Configuration dependence of band-gap narrowing and localization in dilute GaAs 1 − x Bi x alloys

Anion substitution with bismuth (Bi) in III-V semiconductors is an effective method for experimental engineering of the band gap ${E}_{g}$ at low Bi concentrations $(\ensuremath{\le}2%)$, in particular in gallium arsenide (GaAs). The inverse Bi-concentration dependence of ${E}_{g}$ has been found to be linear at low concentrations $x$ and dominated by a valence band defect level anticrossing between As and Bi occupied $p$ levels. Predictive models for the valence band hybridization require a first-principle understanding which can be obtained by density functional theory with the main challenges being the proper description of ${E}_{g}$ and the spin-orbit coupling.
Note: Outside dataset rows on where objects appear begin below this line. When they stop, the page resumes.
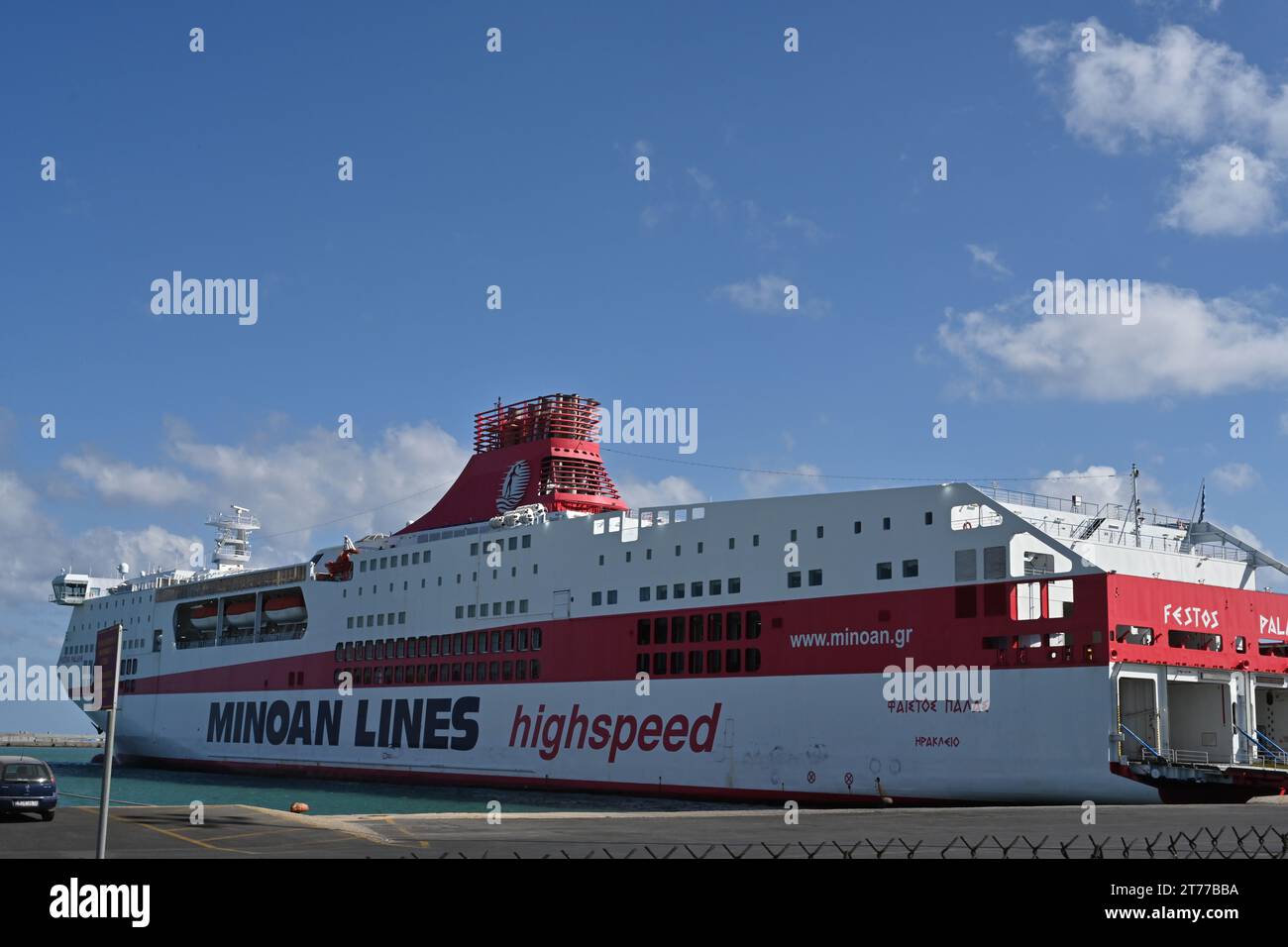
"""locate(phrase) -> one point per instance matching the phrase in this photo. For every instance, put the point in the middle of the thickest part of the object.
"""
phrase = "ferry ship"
(533, 631)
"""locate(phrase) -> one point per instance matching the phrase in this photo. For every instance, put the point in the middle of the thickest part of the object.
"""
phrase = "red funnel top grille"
(542, 450)
(537, 419)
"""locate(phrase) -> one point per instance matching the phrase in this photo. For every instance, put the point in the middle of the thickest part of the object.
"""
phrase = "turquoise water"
(80, 781)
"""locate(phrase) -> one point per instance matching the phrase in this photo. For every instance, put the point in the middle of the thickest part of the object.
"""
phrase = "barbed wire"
(1252, 843)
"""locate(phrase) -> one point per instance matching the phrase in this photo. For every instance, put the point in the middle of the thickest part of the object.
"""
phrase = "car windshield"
(25, 772)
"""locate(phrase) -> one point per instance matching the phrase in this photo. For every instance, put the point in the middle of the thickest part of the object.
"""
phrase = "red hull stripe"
(854, 634)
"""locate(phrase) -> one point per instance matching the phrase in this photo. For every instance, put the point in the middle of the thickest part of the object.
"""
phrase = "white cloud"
(1098, 484)
(1179, 90)
(1209, 202)
(1179, 86)
(318, 476)
(1184, 344)
(803, 478)
(1235, 476)
(664, 492)
(119, 480)
(764, 294)
(987, 258)
(703, 180)
(804, 226)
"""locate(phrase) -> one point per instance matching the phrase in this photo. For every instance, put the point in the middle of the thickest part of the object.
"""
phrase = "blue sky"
(518, 169)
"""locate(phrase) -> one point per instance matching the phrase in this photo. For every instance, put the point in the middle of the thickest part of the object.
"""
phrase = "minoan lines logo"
(513, 486)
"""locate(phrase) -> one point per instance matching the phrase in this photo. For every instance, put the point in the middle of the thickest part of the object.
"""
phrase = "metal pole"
(107, 785)
(108, 749)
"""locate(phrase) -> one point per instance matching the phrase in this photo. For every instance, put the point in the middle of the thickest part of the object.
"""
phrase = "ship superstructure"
(921, 644)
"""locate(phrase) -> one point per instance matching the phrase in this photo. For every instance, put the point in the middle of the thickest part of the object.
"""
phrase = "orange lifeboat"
(204, 617)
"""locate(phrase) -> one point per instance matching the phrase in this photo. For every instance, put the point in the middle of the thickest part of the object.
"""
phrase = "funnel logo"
(513, 487)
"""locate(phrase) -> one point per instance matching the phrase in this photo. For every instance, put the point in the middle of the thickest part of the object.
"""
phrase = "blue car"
(27, 785)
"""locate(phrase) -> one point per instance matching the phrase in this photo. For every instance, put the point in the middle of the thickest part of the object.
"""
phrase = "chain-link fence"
(1220, 844)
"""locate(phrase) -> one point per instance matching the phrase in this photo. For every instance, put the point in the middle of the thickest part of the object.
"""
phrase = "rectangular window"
(997, 599)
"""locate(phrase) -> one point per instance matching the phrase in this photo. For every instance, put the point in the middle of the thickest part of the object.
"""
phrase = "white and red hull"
(728, 651)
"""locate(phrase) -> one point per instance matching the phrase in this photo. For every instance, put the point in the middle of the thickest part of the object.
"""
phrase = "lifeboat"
(240, 613)
(236, 615)
(204, 617)
(283, 608)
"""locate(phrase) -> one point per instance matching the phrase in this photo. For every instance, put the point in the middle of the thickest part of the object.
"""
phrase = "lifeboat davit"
(284, 608)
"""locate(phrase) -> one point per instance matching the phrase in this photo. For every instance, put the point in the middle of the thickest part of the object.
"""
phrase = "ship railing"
(284, 633)
(1111, 510)
(1262, 749)
(1144, 745)
(1120, 538)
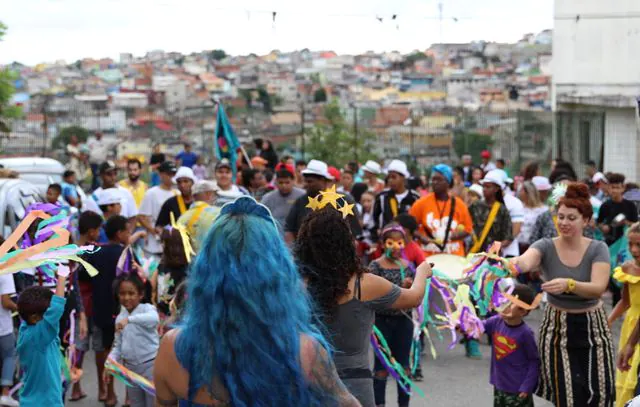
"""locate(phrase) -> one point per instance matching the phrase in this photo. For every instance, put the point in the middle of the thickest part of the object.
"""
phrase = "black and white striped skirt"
(577, 361)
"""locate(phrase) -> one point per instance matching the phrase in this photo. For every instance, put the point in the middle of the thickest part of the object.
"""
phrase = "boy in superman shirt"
(514, 353)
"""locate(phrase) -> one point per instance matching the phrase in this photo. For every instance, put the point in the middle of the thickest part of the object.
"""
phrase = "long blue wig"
(245, 311)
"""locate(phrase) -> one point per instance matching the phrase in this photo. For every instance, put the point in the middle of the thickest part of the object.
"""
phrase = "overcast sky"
(48, 30)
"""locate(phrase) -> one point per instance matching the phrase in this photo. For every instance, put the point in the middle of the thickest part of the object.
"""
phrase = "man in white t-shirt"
(151, 204)
(108, 175)
(7, 339)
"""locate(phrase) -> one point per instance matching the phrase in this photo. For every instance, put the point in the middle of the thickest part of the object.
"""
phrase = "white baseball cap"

By using an efficient method to include these effects, it is shown here that at high concentrations ${E}_{g}$ is modified mainly by a Bi-Bi $p$ orbital interaction and by the large Bi atom-induced strain. In particular, we find that at high concentrations, the Bi-Bi interactions depend strongly on model periodic cluster configurations, which are not captured by tight-binding models. Averaging over various configurations supports the defect level broadening picture. This points to the role of different atomic configurations obtained by varying the experimental growth conditions in engineering arsenide band gaps, in particular for telecommunication laser technology.